The President of the Kurdistan Region of Iraq, Masoud Barzani said on Tuesday that he is ready to play the role of a peace negotiator between the PKK and Turkey.

ERBIL, Iraqi Kurdistan (K24) - The President of the Kurdistan Region of Iraq, Masoud Barzani said on Tuesday that he is ready to play the role of a peace negotiator between the Kurdistan Workers' Party (PKK) and the Turkish government if need be.

At a press conference held with Germany's Foreign Minister Frank-Walter Steinmeier in Erbil, the capital of the Kurdistan Region, President Barzani confirmed that the currently stalled PKK-Turkey peace talks would be an important issue on his upcoming visit Wednesday to Turkey in response to a question by a K24 reporter.

Barzani said that he deemed peace talks between the PKK and Turkey a "very important" goal. "If we [Kurdistan Region] know that there is a chance [for peace] we certainly are ready to play that role [of an arbitrator]," he added. President Barzani also stated, "we want the peace process to continue."

Barzani additionally said the Turkish role in the fight against the Islamic State group would be another issue to be discussed in his forthcoming meetings.
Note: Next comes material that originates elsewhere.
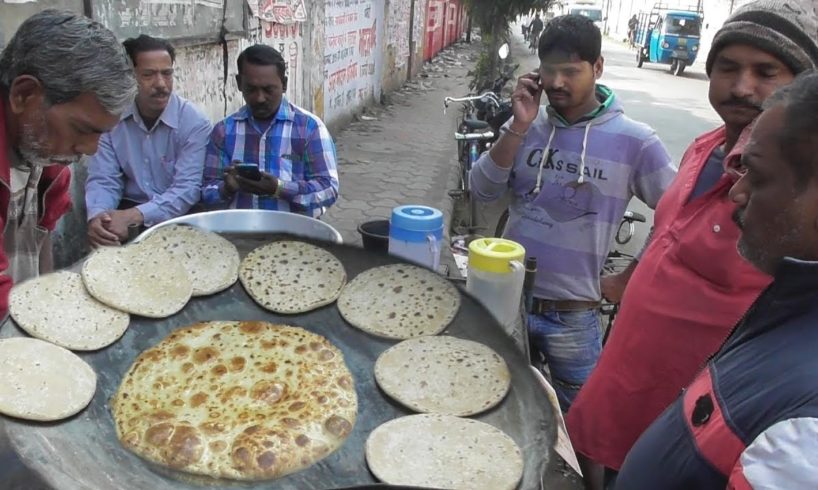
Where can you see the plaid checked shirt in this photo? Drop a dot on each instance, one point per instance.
(297, 149)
He is expected to meet Turkey's President Recep Tayyip Erdogan, Prime Minister Ahmet Davutoglu, and the co-chair of the pro-Kurdish People's Democratic Party (HDP) Selahattin Demirtas in the Turkish capital of Ankara.

A two-year observed ceasefire between the PKK's armed wing, the People's Protection Forces (HPG) and the Turkish army ended last July when two Turkish police officers were killed in their homes by suspected PKK-affiliated urban militants in the Kurdish town of Serekani (Ceylanpinar) in Urfa Province along the Turkish-Syrian border.

In response to the killing of two police officers, the Turkish Air Force started heavily bombing PKK targets in the Kurdistan Region of Iraq, notably the Qandil mountain range along the Iraq-Iran border. One of the Turkish air attacks early last August killed at least eight civilians, including a pregnant woman in the village of Zargala in Erbil Governorate.

At the time, President Barzani condemned the Turkish attack and called for restraint and dialogue between the PKK and the Turkish government in an official statement on the presidency website.

Last week a parliamentarian of the ruling Justice and Development Party (AKP) Galip Ensarioglu, claimed that Turkey was in talks with the imprisoned PKK leader Abdullah Ocalan. However, this claim was strongly refuted by the deputy chairperson of the HDP parliamentary group, Idris Baluken.

The renewed cycle of violence meanwhile has led to clashes not only in rural and mountainous regions of Kurdish-majority provinces in Turkey but also in urban areas where Turkish authorities have imposed long curfews in numerous Kurdish towns. The curfews often result in dozens of civilian deaths, and disruption of basic services such as water, electricity, internet, phone lines, and ceased transportation of food and medicine.